吉田秋生について

文京区の図書館で漫画を借りられると知ってから、いそいそと予約をしては家で楽しみに読んでいる。

特に去年暮れあたりに出会った「吉田秋生」には心酔しきっていると言ってもいいくらいで、今日にわかに全作品集めようと思いついて早速三冊購入。

夢みる頃をすぎても (小学館文庫)

夢みる頃をすぎても (小学館文庫)

海街diary 1 蝉時雨のやむ頃

海街diary 1 蝉時雨のやむ頃

海街diary(うみまちダイアリー)2 真昼の月(フラワーコミックス)

海街diary(うみまちダイアリー)2 真昼の月(フラワーコミックス)


これまで少女マンガに触れる機会はほとんど無く、ようやく池田理代子だとか萩尾望都を読み始めたのだけどやはりしっくりこない部分があるわけです。

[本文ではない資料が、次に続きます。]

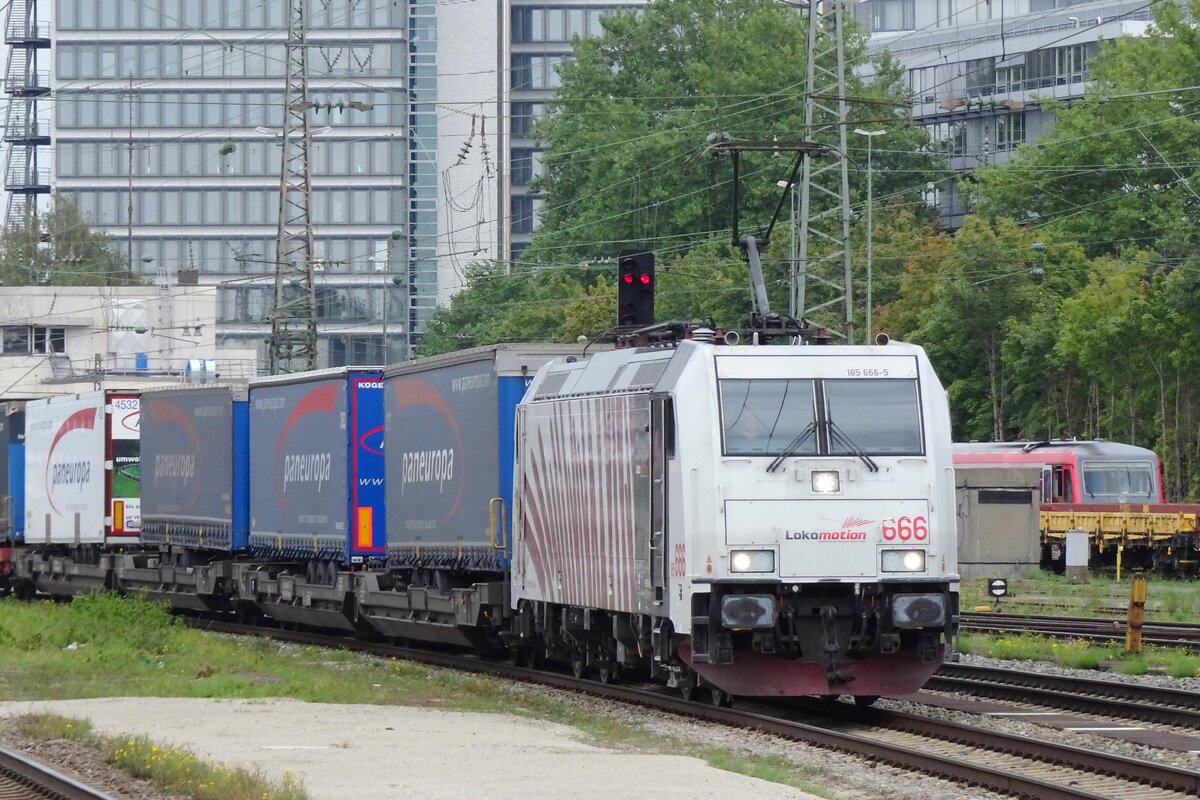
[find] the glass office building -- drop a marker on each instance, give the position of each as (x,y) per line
(167,120)
(539,40)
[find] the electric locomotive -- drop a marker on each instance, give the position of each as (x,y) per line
(751,519)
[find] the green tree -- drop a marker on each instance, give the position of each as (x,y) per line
(1119,170)
(60,248)
(981,293)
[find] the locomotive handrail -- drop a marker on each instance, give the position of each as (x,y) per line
(503,545)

いくら話が面白かったり、文学性や重厚感を押し出していっても根本的な所では女性的な視点に帰着してしまう。それは作者が女性である以上しょうがないし、むしろだからこその「少女」漫画なわけで。いくらその作品が面白いと言っても、自分が男性である以上は女性よりも少女マンガを楽しめるとは思えないし、やっぱり楽しみ方に限界を感じてしまう。


それに比べて、吉田秋生はすんなりと少年誌(もしくは青年誌)と少女のそれの橋渡しをしてくれる稀有な作家だと思う。


Banana fish (1) (小学館文庫)

Banana fish (1) (小学館文庫)

河よりも長くゆるやかに (小学館文庫)

河よりも長くゆるやかに (小学館文庫)


最初に彼女を知った「BANANA FISH」は、謎のドラッグをめぐって繰り広げられるニューヨークのマフィアとストリートキッズの抗争の話だし、「河よりも長くゆるやかに」に至っては男子校が舞台の男子高校生の悶々とした青春の話(しかも3分の1は占めているのではなかろうかというオナニーネタの雨あられ・・・)。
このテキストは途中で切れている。